跳转至

第一节 Logstash 入门及架构介绍

1、Logstash

Logstash: ETL 工具 / 数据搜集处理引擎。支持 200 多个插件

Alt Image Text

2、Logstash Concepts

1-1 Pipeline

  • 包含了 input-filter-output 三个阶段的处理流程
  • 插件生命周期管理
  • 队列管理

1-2 Logstash Event

  • 数据在内部流转时的具体表现形式。数据在 input 阶段被转换为 Event,在 output 被转化成目标格式数据
  • Event 其实是一个 Java Object,在配置文件中,对 Event 的属性进行增删改查

3、Logstash 架构简介

Codec(Code / Decode):

  • 将原始数据 decode 成 Event;
  • 将 Event encode 成目标数据

Alt Image Text

4、Logstash 配置文件结构

  • bin/logstash -f demo.conf
  • Pipeline
    • Input / Filter / Output
  • Codec
    • Line / json

Alt Image Text

  • Input: stdin
  • filter:
    • grok
    • date
  • output:
    • elasticsearch
    • stdout

4-1 Input Plugins

  • 一个 Pipeline 可以有多个 input 插件
    • Stdin / File
    • Beats / Log4J / Elasticsearch / JDBC / Kafka / Rabbitmq / Redis
    • JMX / HTTP / Websocket / UDP / TCP
    • Google Cloud Storage / S3
    • Github / Twitter

4-2 Output Plugins

4-3 Codec Plugins

4-4 Filter Plugins

5、 Queue

Alt Image Text

5-1 多 Pipelines 实例

  • Pipeline.works: Pipeline 线程数,默认是 CPU 核数
  • Pipeline.batch.size: Batcher 一次批量获取等待处理的文档数,默认 125。

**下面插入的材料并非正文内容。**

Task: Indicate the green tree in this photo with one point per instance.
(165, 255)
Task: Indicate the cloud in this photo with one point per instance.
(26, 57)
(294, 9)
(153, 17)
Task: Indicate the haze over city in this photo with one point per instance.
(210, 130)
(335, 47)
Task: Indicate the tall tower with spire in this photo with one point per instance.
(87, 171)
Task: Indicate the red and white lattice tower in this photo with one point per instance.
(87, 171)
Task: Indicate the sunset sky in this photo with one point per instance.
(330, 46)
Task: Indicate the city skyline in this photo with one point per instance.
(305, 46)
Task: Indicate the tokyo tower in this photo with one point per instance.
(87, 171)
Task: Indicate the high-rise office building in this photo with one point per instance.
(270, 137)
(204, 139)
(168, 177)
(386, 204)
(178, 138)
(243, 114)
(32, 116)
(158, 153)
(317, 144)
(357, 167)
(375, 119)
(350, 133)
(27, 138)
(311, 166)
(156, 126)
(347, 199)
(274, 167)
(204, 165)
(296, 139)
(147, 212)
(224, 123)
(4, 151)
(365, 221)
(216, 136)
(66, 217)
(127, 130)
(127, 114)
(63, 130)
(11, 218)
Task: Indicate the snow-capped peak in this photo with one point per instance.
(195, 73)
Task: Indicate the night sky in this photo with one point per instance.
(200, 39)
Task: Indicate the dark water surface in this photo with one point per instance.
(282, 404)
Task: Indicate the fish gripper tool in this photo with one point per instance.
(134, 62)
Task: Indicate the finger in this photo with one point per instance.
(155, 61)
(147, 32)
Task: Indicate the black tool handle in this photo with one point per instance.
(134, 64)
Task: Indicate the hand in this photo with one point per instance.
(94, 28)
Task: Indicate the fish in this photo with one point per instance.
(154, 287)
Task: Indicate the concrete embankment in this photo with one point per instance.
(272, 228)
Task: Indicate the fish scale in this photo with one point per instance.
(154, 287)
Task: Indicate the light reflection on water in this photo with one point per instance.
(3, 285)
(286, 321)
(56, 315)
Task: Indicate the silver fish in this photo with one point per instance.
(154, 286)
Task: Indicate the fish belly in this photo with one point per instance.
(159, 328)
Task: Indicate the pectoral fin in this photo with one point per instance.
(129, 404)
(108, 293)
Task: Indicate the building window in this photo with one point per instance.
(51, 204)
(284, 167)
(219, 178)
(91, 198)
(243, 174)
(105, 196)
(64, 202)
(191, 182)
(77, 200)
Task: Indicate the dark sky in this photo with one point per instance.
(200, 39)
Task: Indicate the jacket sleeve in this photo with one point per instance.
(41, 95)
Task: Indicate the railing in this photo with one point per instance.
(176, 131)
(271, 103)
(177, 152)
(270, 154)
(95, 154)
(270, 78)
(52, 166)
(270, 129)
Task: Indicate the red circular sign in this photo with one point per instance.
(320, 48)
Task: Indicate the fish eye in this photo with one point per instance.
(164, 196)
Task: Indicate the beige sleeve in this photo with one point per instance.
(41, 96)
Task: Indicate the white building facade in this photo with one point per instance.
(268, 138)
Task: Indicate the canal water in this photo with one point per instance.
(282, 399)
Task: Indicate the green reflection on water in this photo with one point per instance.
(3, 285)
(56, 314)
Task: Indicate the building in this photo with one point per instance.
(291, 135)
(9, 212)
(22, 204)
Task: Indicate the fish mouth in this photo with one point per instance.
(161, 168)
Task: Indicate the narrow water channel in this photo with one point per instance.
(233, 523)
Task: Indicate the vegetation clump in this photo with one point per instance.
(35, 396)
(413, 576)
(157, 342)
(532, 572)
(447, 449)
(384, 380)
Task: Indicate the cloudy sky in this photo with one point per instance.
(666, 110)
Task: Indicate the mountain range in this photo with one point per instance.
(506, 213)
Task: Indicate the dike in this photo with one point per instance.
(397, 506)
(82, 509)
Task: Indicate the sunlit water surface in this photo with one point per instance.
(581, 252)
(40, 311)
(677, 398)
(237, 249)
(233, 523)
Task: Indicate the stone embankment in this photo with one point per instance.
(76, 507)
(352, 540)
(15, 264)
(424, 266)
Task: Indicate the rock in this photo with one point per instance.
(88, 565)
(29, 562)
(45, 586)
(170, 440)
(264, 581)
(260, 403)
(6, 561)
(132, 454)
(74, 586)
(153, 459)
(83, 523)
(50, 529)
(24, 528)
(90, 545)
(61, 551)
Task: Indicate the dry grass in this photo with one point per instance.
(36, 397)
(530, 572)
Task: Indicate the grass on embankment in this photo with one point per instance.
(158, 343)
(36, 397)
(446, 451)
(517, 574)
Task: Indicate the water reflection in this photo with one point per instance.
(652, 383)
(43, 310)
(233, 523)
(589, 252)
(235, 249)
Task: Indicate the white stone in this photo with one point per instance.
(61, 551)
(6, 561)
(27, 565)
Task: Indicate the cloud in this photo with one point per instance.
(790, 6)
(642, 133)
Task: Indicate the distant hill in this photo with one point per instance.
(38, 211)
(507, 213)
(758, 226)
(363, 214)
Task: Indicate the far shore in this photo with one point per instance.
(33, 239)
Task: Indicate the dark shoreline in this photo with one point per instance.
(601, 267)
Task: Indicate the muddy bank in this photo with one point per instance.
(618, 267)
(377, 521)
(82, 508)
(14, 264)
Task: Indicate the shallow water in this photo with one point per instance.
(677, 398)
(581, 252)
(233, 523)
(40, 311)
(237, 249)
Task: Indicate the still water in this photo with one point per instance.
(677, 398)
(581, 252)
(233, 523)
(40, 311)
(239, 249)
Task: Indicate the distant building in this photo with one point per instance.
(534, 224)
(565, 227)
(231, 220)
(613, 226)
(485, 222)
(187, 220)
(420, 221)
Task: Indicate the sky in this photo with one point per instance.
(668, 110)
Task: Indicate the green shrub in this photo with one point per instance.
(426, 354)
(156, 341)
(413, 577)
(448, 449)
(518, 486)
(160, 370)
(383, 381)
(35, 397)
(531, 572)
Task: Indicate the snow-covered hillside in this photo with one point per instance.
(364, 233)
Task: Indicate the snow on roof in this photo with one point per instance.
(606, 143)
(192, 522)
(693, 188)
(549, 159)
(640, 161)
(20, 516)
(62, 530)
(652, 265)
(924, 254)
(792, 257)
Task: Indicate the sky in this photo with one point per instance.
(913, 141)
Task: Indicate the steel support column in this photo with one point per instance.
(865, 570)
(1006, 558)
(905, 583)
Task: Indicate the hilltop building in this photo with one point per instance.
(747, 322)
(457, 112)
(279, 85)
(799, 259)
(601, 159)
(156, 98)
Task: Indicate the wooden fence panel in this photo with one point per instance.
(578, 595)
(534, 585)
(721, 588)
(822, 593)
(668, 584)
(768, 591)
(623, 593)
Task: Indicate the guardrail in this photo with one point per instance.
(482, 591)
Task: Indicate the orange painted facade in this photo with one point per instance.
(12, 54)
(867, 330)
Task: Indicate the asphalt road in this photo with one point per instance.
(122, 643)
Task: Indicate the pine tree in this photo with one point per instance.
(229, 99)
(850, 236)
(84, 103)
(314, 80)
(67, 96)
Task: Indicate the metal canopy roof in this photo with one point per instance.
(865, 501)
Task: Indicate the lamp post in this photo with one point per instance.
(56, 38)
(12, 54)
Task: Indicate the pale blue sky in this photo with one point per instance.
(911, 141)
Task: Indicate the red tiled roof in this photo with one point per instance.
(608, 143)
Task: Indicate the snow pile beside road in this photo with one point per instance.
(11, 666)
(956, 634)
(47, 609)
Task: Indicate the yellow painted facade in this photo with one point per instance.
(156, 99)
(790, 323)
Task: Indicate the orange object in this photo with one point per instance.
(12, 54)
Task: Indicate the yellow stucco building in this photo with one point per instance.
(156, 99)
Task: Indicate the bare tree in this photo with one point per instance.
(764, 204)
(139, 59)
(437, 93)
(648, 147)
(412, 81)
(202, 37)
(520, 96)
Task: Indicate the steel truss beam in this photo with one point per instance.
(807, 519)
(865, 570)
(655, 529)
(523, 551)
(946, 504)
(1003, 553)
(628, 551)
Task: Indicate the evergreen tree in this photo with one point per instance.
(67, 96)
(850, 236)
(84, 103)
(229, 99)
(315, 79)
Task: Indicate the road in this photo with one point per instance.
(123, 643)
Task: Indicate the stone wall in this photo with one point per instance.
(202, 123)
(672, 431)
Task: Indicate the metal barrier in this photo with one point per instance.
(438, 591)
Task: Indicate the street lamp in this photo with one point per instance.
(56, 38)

需结合 jvm.options调节
  • Pipeline.batch.delay: Batcher 等待时间

Alt Image Text

5-1 Logstash Queue

In Memory Queue

进程 Crash,机器当机,都会引起数据的丢失

Persistent Queue

6、Codec Plugin

6-1 Single Line

Alt Image Text

6-2 Multiline

设置参数

  • Pattern: 设置行匹配的正则表达式
  • What :如果匹配成功,那么匹配行属于上一个事件还是下一个事件
    • Previous / Next
  • Negate true / false:是否对 pattern 结果取反
    • True / False

6-3 Codec Plugin – Multiline(异常日志)

Alt Image Text

7、Input Plugin – File

  • 支持从文件中读取数据,如日志文件
  • 文件读取需要解决的问题
    • 只被读取一次。重启后需要从上次读取的位置继续(通过 sincedb 实现)
  • 读取到文件新内容,发现新文件
  • 文件发生归档操作(文档位置发生变化,日志 rotation),不能影响当前的内容读取

8、Filter Plugin

Filter Plugin 可以对 Logstash Event 进行各种处理,例如解析,删除字段,类型转换

  • Date:日期解析
  • Dissect:分割符解析
  • Grok:正则匹配解析
  • Mutate:处理字段。重命名,删除,替换
  • Ruby:利用 Ruby 代码来动态修改 Event

8-1 Filter Plugin - Mutate

对字段做各种操作

  • Convert 类型转换
  • Gsub 字符串替换
  • Split / Join / Merge 字符串切割,数组合并字符串,数组合并数组
  • Rename 字段重命名
  • Update / Replace 字段内容更新替换
  • Remove_field 字段删除

9、DEMO

JVM 升级导致logstash 启动失败

$ logstash -h
Unrecognized VM option 'UseConcMarkSweepGC'
Error: Could not create the Java Virtual Machine.
Error: A fatal exception has occurred. Program will exit.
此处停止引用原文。